Do suwalskiego szpitala zgłosiła się w ubiegłym tygodniu 14-latka z bólem brzucha. Lekarze stwierdzili, że niedawno urodziła dziecko i zawiadomili policję. Bliscy nastolatki twierdzą, że nie wiedzieli o jej ciąży. Policja odnalazła ciało noworodka zakopane nieopodal miejsca zamieszkania dziewczyny. Zarzuty w tej sprawie usłyszał 16-letni ojciec.
Nastolatka pojawiła się z babcią w Szpitalu Wojewódzkim imienia doktora Ludwika Rydygiera w Suwałkach w ubiegłym tygodniu. Dziewczynka skarżyła się na bóle brzucha.

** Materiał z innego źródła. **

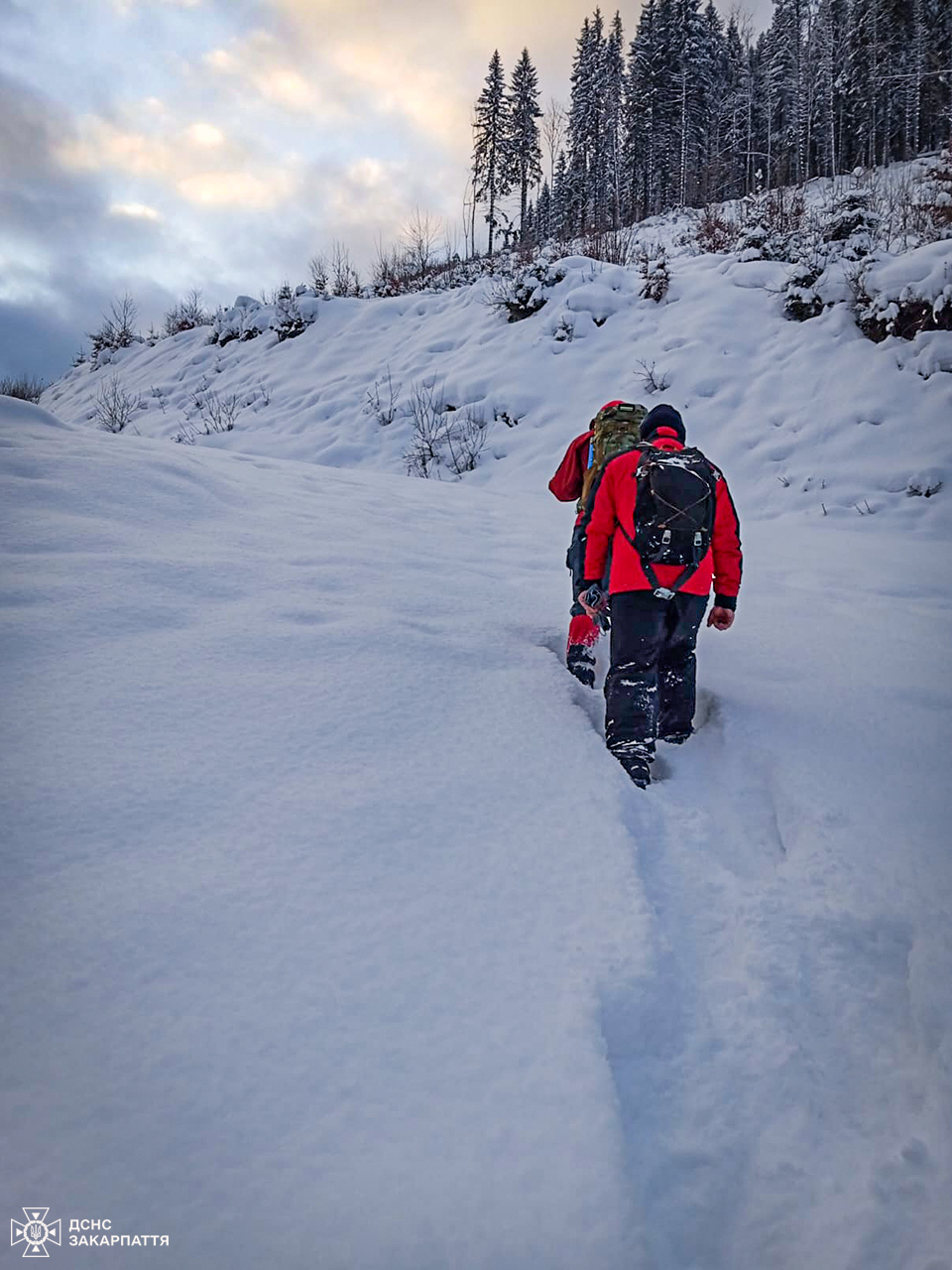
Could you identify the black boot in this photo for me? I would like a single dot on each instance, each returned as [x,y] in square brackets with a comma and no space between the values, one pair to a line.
[581,665]
[638,767]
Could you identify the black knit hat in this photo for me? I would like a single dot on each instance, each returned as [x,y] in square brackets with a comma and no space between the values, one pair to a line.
[662,417]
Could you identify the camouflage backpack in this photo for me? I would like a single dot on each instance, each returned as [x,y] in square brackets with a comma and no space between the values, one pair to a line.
[616,429]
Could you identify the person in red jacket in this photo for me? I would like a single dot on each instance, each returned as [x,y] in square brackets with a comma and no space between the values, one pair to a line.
[652,683]
[584,630]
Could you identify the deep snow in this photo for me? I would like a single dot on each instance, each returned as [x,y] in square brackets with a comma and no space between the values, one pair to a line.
[333,934]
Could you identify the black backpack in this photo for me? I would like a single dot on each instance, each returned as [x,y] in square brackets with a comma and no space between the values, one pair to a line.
[674,512]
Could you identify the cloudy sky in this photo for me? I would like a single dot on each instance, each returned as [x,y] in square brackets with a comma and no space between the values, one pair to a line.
[153,146]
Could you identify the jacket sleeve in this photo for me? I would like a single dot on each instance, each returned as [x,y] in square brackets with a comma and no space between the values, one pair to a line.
[601,527]
[567,480]
[725,544]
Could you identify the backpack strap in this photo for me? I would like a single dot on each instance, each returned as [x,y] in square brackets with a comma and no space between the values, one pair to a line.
[688,571]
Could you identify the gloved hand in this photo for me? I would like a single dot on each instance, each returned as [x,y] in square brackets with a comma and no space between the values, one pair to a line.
[721,619]
[593,599]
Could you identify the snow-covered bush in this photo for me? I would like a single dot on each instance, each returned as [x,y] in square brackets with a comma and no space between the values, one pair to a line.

Jak relacjonował reporter TVN24 Mateusz Grzymkowski, lekarze stwierdzili, że dziewczyna niedawno urodziła i zawiadomili policję. Według prokuratury poród miał nastąpić w poniedziałek. 14-latka do tej pory przebywa w suwalskim szpitalu.
"Dużą uwagę skupiamy na jej stanie psychicznym"
Jak poinformował w rozmowie z TVN24 ordynator oddziału ginekologi, patologii ciąży i położnictwa suwalskiego szpitala imienia Rydygiera Andrzej Żyliński, stan 14-letniej pacjentki na tę chwilę jest dobry, jednak ma ona zostać w szpitalu jeszcze przez tydzień.
- Dużą uwagę skupiamy na jej stanie psychicznym, na kontakcie z psychologiem klinicznym, który czasami i dwa, i trzy raz dziennie jest u niej - zaznaczył.
"Babcia, z którą mieszkała, nie zauważyła tego"
Dziewczyną opiekowała się babcia, która - jak przekazał reporter TVN24 - jest jej opiekunką w ramach rodziny zastępczej. Nastolatka znajdowała się także pod opieką Młodzieżowego Ośrodka Pomocy Rodzinie w Suwałkach. Dyrektor placówki zapewniał w rozmowie z TVN24, że przydzielony opiekun nawet kilka razy w tygodniu kontaktował się z 14-latką.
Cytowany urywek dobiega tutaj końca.